Not wanting to appear the slow, indulgent American, I also learned to down my black coffee in a single gulp and to not externally register the grimace I felt internally at the shock of bitter liquid to my system. Over the course of the year I lived with my French host family I became accustomed to this version of coffee drinking. After taking my coffee straight for so many months, any other version of coffee tasted like a liquid dessert. I grew to like the way black coffee stayed piping hot. On the weekends I would slow down and sip my coffee rather than knock it back in a single quaff, but I never felt the need to add any adulterants, even though the coffee was the Spanish equivalent of the grocery grade I had drunk with my dad on New Hampshire mornings.
My coffee tastes have changed, but my coffee drinker roots can be traced back to the polar opposites of my temporary and constant dads.
Gerard is a gregarious, wine loving French real estate mogul with mysterious international ties and lots of beach properties. My dad is an outdoorsy, Seinfeld loving New England Yankee who works for the state and volunteers as a search and rescuer.

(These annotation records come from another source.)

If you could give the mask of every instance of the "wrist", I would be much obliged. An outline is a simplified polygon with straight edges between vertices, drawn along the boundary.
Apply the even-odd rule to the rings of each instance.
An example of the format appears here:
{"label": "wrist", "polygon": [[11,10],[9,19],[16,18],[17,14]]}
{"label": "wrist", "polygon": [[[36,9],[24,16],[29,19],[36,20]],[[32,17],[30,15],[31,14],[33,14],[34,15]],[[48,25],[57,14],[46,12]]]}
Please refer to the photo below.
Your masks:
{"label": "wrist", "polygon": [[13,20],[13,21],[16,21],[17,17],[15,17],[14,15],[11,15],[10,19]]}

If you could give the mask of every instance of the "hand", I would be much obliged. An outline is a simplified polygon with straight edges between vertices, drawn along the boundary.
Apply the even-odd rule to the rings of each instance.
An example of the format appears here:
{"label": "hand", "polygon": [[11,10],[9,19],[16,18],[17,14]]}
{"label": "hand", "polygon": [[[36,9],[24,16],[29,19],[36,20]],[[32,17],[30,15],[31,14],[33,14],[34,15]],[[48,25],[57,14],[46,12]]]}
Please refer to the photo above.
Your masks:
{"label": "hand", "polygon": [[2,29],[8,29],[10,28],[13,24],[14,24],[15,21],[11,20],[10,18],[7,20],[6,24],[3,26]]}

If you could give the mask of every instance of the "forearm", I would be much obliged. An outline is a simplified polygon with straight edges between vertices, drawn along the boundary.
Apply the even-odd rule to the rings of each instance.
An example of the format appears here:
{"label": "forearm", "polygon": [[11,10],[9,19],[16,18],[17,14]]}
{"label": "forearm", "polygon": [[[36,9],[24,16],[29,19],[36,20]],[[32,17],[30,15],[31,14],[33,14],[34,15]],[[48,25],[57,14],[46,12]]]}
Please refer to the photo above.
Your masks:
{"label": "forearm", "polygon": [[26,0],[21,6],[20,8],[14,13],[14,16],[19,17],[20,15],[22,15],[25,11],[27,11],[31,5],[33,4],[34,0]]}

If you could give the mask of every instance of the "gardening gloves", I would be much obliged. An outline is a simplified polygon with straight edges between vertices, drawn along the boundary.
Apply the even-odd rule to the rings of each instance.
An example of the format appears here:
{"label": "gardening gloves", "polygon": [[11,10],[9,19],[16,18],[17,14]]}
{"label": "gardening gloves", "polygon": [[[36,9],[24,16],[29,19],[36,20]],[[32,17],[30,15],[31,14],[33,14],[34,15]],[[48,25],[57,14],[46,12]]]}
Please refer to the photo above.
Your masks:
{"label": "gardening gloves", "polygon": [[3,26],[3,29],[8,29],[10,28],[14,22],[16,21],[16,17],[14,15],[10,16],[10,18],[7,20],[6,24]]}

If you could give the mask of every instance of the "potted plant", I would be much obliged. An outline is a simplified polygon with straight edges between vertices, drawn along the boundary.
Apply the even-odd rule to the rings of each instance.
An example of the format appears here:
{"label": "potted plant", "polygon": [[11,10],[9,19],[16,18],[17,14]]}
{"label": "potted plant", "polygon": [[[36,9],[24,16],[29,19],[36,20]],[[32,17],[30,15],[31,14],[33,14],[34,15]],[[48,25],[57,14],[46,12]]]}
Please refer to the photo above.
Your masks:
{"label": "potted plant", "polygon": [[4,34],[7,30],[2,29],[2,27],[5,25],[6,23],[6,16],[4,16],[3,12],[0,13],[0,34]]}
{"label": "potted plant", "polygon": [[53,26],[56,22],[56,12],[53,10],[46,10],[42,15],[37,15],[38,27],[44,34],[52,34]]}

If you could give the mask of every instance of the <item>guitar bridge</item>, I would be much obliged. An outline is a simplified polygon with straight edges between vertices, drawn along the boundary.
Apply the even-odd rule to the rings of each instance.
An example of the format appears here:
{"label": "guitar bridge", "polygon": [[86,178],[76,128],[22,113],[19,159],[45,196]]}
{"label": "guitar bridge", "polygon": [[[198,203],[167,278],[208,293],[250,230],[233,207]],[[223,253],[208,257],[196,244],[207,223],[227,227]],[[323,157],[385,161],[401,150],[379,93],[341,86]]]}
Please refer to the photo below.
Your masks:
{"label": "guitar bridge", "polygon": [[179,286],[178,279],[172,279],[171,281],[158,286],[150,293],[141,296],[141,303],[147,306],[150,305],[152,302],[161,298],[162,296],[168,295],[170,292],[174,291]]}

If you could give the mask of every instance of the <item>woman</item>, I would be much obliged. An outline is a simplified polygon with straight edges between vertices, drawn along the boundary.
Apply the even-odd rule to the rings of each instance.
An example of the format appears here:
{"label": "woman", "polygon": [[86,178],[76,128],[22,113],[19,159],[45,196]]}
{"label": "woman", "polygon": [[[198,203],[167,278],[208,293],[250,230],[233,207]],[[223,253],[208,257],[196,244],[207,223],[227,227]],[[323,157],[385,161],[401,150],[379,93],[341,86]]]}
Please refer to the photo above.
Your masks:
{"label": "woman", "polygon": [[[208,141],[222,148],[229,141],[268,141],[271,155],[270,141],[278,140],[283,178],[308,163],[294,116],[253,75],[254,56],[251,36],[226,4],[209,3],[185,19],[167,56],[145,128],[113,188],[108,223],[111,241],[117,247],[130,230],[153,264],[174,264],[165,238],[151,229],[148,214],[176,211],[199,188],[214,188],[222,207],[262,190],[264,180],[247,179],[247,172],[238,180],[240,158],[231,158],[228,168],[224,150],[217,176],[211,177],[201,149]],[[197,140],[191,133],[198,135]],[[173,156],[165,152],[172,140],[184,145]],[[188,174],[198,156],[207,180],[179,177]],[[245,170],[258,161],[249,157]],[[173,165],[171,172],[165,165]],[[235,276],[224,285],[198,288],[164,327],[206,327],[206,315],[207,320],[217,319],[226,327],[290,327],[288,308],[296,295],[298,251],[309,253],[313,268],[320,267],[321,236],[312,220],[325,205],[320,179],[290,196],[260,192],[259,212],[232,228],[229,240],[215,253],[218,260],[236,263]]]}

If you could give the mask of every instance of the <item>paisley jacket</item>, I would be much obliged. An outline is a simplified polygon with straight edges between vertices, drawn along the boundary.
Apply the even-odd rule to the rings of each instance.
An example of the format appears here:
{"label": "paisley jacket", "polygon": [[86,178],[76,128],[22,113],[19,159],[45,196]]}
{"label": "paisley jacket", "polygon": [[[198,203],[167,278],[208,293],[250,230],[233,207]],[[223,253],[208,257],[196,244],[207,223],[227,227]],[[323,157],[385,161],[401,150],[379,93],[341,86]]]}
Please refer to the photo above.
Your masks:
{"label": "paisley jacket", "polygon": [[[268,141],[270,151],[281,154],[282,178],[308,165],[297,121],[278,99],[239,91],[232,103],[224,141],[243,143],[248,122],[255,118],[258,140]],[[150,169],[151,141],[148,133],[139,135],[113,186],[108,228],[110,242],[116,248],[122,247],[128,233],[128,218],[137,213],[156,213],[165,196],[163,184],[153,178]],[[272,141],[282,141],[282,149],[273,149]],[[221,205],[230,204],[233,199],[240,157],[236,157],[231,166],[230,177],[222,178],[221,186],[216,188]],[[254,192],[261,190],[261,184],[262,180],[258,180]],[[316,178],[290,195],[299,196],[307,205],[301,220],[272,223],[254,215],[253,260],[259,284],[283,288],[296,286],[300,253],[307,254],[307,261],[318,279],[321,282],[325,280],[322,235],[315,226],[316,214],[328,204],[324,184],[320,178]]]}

After I spoke to my father on Fathers’ Day, I was on the phone with one of my best childhood friends. I asked if she had spoken to her dad, commenting, “We have good dads.” “I know,” she replied. “We’re lucky.” My day job involves working with people who have never really had any parent, so I am deeply aware of how right she is; both she and I are fortunate to have awesome dads, and to spend enough time with each other’s families to benefit from not just one great dad but two.

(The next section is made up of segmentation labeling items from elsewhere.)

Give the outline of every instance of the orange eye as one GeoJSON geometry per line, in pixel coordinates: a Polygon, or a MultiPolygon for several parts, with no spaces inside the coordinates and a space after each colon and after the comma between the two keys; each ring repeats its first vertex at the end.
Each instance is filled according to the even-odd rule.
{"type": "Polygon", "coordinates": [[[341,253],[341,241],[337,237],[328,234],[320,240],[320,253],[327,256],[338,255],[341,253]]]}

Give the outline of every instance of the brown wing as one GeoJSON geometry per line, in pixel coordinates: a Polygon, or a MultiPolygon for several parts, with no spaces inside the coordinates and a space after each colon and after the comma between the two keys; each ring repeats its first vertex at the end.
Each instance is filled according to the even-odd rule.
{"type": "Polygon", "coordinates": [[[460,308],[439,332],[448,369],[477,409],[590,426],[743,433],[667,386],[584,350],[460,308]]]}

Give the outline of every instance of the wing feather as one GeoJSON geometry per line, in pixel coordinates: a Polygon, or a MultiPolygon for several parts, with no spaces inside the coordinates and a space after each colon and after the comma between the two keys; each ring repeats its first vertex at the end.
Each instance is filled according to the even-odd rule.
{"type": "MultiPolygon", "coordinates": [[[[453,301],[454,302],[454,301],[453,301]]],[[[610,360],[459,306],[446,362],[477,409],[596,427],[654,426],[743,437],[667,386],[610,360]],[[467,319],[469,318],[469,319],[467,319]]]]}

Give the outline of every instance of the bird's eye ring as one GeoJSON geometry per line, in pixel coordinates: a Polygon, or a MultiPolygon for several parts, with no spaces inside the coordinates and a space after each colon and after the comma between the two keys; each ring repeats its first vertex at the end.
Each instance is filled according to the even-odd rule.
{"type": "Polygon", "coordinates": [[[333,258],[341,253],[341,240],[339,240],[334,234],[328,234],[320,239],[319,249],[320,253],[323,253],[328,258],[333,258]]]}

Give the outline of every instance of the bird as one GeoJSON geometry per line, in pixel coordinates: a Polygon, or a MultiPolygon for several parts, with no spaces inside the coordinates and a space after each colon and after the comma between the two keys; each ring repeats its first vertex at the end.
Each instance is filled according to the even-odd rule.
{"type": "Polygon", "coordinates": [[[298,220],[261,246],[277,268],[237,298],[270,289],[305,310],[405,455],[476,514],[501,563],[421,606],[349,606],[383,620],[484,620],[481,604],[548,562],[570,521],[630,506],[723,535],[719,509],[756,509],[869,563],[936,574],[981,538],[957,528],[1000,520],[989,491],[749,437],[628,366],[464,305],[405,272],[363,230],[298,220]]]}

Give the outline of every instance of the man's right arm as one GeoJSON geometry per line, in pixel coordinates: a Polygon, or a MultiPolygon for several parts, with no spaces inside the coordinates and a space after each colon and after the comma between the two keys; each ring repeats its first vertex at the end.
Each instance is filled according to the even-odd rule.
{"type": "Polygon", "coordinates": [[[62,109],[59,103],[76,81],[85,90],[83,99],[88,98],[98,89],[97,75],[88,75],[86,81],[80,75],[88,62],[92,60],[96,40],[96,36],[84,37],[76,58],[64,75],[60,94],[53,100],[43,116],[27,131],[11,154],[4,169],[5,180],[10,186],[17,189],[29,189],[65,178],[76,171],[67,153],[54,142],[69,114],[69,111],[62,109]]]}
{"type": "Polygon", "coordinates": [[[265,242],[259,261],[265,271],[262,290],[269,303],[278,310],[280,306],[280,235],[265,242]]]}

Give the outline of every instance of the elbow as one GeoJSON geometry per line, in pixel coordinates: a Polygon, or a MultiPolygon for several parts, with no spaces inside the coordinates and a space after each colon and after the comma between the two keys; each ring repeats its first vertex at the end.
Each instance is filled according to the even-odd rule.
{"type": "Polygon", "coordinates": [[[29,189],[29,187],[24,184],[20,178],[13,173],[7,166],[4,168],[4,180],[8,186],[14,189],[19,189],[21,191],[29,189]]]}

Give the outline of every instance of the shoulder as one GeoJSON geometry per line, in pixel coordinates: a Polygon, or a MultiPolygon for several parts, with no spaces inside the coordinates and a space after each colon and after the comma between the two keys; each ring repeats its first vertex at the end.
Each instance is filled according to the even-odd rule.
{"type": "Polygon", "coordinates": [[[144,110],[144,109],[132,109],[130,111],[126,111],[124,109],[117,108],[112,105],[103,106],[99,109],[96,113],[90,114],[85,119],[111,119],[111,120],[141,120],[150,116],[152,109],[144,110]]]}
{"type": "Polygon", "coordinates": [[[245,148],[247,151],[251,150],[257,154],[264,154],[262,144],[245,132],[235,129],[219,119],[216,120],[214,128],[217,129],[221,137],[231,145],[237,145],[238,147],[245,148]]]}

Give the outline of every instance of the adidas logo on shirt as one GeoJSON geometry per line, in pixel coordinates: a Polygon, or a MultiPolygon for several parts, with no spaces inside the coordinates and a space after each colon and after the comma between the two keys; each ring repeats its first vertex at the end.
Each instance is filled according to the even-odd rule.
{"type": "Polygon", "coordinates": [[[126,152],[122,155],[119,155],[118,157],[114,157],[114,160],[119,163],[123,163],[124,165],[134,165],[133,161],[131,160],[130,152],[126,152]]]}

I have a great dad. For a year I also had Gerard. In the spirit of due credit, both were instrumental in giving me the coffee wherewithal and broader outlooks I have today. My dad showed me the patient values of constancy, routine, tradition, and responsibility. Gerard showed me how to handle a bitter cup of black coffee (and fried fish heads, pork gristle, and spiky artichoke leaves) like a Frenchmen. All are qualities I can’t imagine myself without.

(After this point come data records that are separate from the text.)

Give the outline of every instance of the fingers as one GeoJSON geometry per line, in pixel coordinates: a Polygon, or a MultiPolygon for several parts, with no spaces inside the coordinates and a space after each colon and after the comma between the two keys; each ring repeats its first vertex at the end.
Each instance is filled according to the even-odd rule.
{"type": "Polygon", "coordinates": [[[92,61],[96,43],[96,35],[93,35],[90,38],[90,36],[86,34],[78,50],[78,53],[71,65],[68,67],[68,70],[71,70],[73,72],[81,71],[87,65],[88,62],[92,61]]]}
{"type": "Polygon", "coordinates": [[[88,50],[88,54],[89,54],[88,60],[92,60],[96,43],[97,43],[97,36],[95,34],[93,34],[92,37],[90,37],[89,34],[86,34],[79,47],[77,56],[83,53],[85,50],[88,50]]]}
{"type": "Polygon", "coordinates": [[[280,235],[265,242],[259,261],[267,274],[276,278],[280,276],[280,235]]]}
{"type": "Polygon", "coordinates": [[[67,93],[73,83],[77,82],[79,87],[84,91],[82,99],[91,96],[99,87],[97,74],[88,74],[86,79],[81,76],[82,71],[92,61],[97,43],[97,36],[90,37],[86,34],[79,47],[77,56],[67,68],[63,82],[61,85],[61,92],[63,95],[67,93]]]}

*My dad read this and asked that I add an addendum noting that he has also learned a thing or two about coffee during the last few years of my odyssey; gone are the hazelnut, cream, and sugar. He now drinks his coffee black like a pro, uses a French Press, and has even been patient enough to accompany me to a few cuppings and play along with all the sniff, sip, and guess-the-fruit-notes hoopla.